US companies are sitting on tons of cash, and are also spending tons in dividends and buybacks. As they continue to pay back shareholders, debt load – rising – moves front and center.

 

S&P 500 buybacks shot up to new record in 1Q18. Companies purchased $189.1 billion worth of their own shares, easily surpassing the prior quarterly record of $172 billion in 3Q07. In the current cycle, the prior high was recorded in 1Q16 when $161.4 billion was spent, subsequent to which buybacks came under pressure, dropping to $120.1 billion by 2Q17.

As a result, the four-quarter rolling total in 1Q18 came in at $575.3 billion, still lower than the all-time high of $589.4 billion in 1Q16. The latter was just about on par with the high of $589.1 billion recorded in 4Q07 in the previous cycle (Chart 1).

The Tax Cuts and Jobs Act of 2017, which was passed into law last December, provides for repatriation of overseas cash at favorable rates. The current pace of buybacks likely continues. Ditto with dividends.

 

In 1Q18, S&P 500 companies distributed $109.2 billion in dividends, just shy of the record $109.5 billion in 4Q17. In each of the last six quarters, dividends exceeded $100 billion.
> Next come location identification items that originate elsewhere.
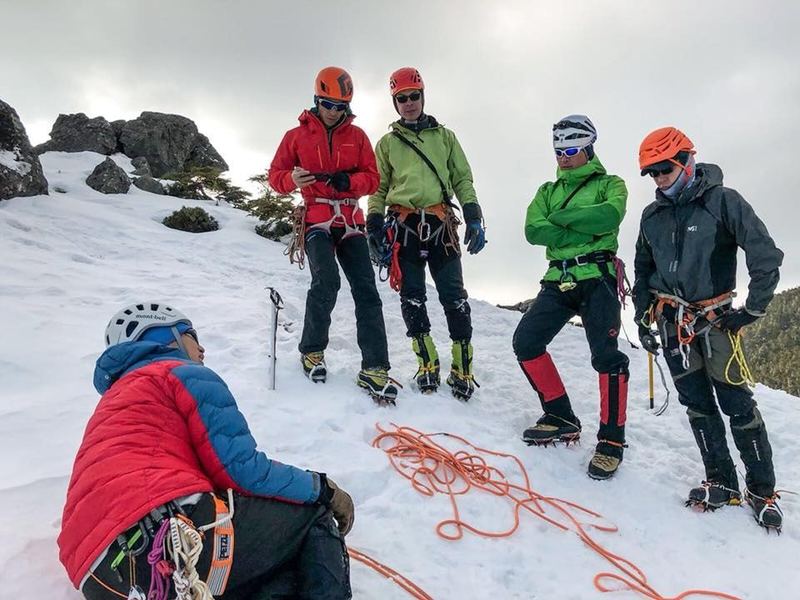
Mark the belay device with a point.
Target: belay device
(276, 303)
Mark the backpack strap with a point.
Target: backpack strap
(445, 197)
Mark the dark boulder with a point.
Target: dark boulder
(170, 143)
(20, 170)
(141, 167)
(109, 178)
(79, 133)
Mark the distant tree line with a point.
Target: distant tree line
(772, 344)
(273, 210)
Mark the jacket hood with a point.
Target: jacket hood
(708, 176)
(398, 125)
(582, 172)
(121, 358)
(310, 119)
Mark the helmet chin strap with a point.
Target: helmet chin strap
(179, 340)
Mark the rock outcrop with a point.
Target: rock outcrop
(20, 170)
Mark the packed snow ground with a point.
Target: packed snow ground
(70, 260)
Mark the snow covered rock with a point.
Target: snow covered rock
(79, 133)
(148, 184)
(20, 170)
(142, 167)
(170, 143)
(109, 178)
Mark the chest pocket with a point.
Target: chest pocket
(345, 156)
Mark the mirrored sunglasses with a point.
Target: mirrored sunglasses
(331, 105)
(656, 171)
(403, 98)
(570, 152)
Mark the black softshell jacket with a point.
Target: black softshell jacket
(687, 246)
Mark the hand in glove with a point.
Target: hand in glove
(376, 238)
(734, 320)
(340, 503)
(648, 340)
(475, 236)
(340, 181)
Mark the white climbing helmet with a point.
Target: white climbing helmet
(131, 322)
(574, 131)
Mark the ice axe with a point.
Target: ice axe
(276, 303)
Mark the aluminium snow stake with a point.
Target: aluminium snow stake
(276, 304)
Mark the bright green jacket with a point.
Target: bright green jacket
(406, 179)
(589, 222)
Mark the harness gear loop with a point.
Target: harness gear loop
(687, 315)
(296, 250)
(337, 217)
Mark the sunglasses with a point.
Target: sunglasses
(331, 105)
(656, 171)
(569, 152)
(403, 98)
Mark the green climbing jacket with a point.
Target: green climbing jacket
(588, 223)
(407, 181)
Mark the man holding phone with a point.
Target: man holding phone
(332, 163)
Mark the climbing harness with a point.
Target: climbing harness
(601, 258)
(432, 468)
(738, 357)
(175, 551)
(687, 314)
(296, 250)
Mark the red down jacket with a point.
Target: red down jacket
(165, 427)
(313, 147)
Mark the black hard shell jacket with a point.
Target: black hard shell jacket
(687, 246)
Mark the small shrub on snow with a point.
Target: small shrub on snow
(191, 219)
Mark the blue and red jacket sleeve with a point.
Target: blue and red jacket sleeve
(224, 445)
(364, 181)
(285, 159)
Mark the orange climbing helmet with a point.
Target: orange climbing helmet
(407, 78)
(663, 145)
(334, 83)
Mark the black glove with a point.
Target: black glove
(340, 181)
(475, 235)
(376, 238)
(648, 340)
(340, 503)
(734, 320)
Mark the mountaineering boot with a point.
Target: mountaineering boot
(314, 366)
(709, 433)
(606, 460)
(552, 428)
(461, 380)
(427, 377)
(380, 386)
(711, 496)
(750, 436)
(766, 511)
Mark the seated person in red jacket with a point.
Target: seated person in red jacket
(167, 454)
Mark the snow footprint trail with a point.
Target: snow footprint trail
(432, 468)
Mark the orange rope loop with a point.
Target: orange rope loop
(434, 469)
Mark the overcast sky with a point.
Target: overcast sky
(497, 73)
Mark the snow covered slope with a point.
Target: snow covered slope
(68, 261)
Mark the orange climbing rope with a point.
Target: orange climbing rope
(405, 583)
(432, 468)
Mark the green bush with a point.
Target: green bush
(772, 344)
(191, 219)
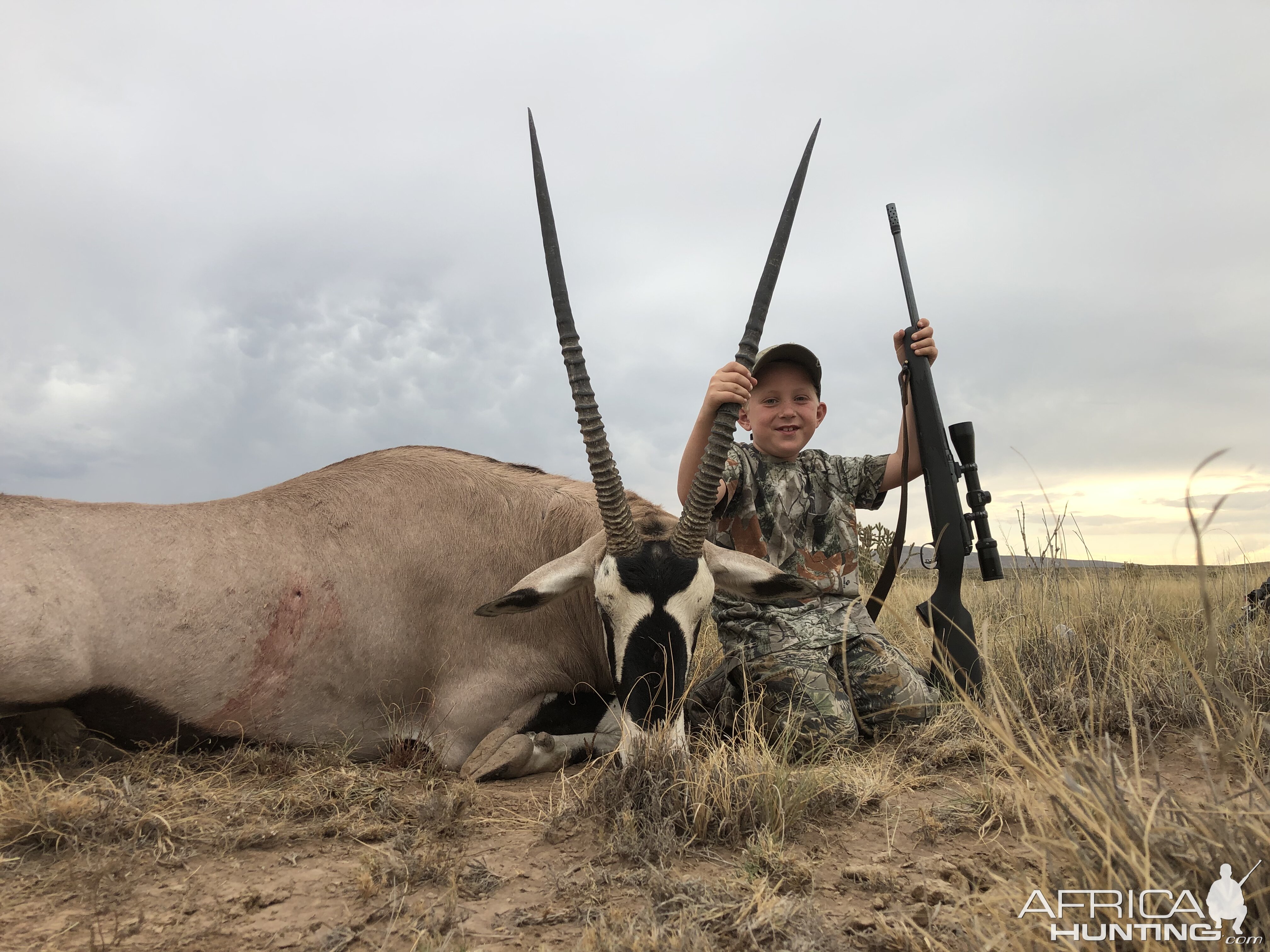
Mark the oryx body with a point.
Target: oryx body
(341, 605)
(303, 612)
(333, 607)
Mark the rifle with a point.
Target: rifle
(954, 649)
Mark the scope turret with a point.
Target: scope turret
(977, 498)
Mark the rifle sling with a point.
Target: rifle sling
(878, 597)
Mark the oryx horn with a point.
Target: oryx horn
(614, 508)
(691, 531)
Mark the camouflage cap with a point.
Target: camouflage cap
(794, 353)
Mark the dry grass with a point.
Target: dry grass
(247, 798)
(1089, 675)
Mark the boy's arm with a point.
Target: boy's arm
(924, 346)
(731, 384)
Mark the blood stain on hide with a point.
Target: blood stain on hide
(299, 611)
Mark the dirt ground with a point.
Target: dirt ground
(502, 878)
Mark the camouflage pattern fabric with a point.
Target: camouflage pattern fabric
(811, 699)
(820, 672)
(799, 516)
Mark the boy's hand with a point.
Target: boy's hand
(924, 342)
(729, 385)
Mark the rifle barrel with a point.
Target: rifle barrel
(903, 263)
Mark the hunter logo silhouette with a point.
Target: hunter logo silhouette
(1226, 899)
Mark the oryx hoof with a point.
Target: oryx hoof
(508, 761)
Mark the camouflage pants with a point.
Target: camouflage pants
(811, 697)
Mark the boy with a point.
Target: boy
(820, 671)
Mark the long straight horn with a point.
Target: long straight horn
(691, 531)
(614, 509)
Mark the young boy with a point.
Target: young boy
(820, 671)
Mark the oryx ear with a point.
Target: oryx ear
(751, 578)
(552, 581)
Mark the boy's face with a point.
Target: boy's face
(783, 412)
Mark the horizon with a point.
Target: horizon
(247, 246)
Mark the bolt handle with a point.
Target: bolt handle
(962, 434)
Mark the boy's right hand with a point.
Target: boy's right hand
(731, 384)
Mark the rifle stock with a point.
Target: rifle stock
(954, 650)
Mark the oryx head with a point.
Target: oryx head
(653, 583)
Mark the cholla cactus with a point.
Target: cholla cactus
(874, 547)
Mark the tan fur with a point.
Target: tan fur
(304, 611)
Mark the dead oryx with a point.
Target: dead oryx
(303, 612)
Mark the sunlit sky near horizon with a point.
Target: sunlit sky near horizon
(243, 242)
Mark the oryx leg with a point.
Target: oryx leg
(566, 730)
(508, 729)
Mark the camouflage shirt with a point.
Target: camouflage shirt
(799, 516)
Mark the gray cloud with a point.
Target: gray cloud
(241, 246)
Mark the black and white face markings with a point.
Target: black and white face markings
(652, 606)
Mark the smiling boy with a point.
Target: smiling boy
(820, 671)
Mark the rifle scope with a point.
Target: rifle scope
(977, 498)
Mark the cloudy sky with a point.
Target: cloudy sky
(241, 242)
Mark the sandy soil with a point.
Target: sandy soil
(513, 888)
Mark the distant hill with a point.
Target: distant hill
(1018, 562)
(1014, 562)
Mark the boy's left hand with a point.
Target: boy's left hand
(924, 342)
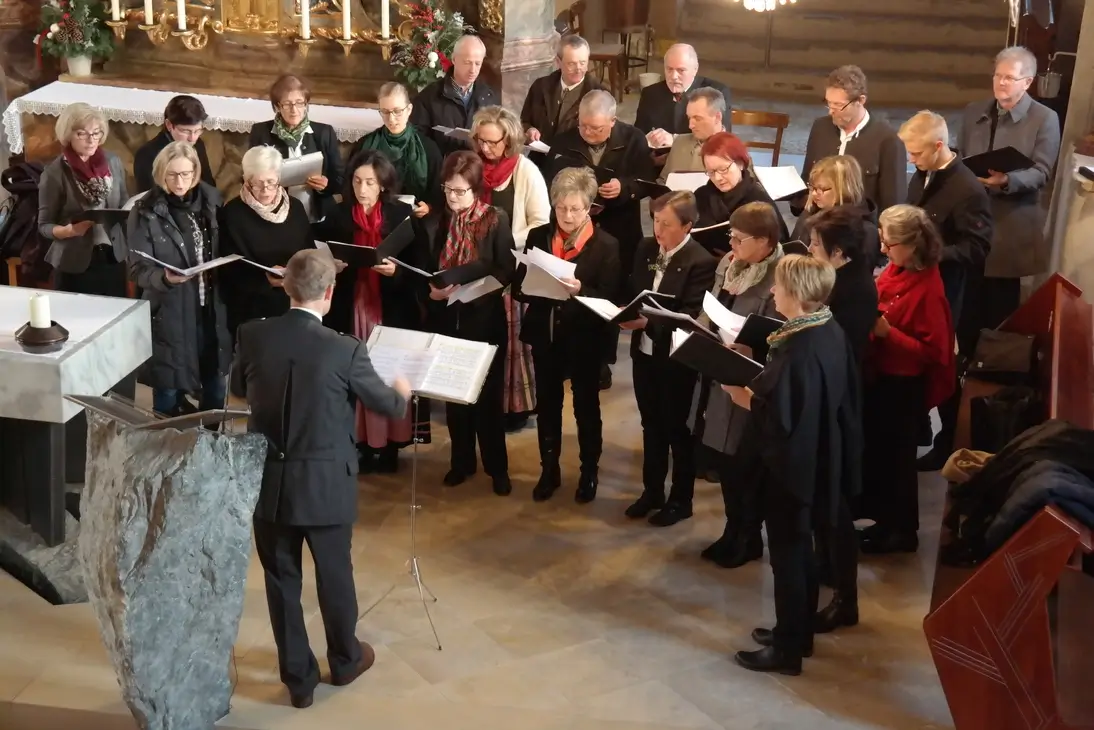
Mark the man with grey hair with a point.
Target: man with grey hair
(706, 113)
(551, 104)
(455, 96)
(302, 382)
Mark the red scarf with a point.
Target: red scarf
(915, 304)
(367, 301)
(495, 174)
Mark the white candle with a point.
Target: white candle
(39, 312)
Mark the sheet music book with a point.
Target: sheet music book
(714, 360)
(781, 182)
(614, 314)
(437, 366)
(194, 269)
(1005, 160)
(295, 171)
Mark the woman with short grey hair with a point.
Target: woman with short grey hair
(267, 226)
(86, 256)
(559, 332)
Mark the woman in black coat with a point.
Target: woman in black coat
(472, 240)
(294, 135)
(559, 332)
(265, 224)
(176, 223)
(805, 408)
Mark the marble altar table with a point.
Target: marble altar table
(108, 339)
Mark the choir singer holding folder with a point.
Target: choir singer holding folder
(469, 241)
(671, 263)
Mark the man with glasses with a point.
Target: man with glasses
(848, 128)
(183, 122)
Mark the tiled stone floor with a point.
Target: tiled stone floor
(553, 616)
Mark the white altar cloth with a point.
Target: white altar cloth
(146, 106)
(108, 338)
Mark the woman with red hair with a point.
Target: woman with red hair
(731, 185)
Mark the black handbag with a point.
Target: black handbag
(1003, 357)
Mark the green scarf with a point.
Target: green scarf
(407, 153)
(779, 337)
(290, 136)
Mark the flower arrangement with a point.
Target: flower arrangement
(427, 55)
(73, 29)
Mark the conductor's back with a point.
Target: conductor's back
(302, 382)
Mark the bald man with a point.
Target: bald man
(662, 108)
(453, 100)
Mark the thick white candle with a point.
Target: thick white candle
(39, 311)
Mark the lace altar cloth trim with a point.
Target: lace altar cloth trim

Chart 2 combines dividends and buybacks and calculates the percentage share spent in the two out of operating earnings. In 1Q18, a combined $298.2 billion was spent – a new record. Operating earnings were $310.3 billion during the quarter. Thus, a whopping 96.1 percent of earnings went toward dividends and buybacks. The pace is clearly not sustainable. In fact, on a rolling four-quarter basis, 1Q18 was the first quarter more than $1 trillion was spent in dividends and buybacks combined.

 

Given current corporate earnings and the amount of cash available, markets currently are not too focused on what is being handed out in dividends and buybacks. S&P Global Ratings puts US corporate cash and investments at $2.1 trillion in 2017, up nine percent over 2016.  This was based on its universe of nearly 1,900 rated non-financial companies.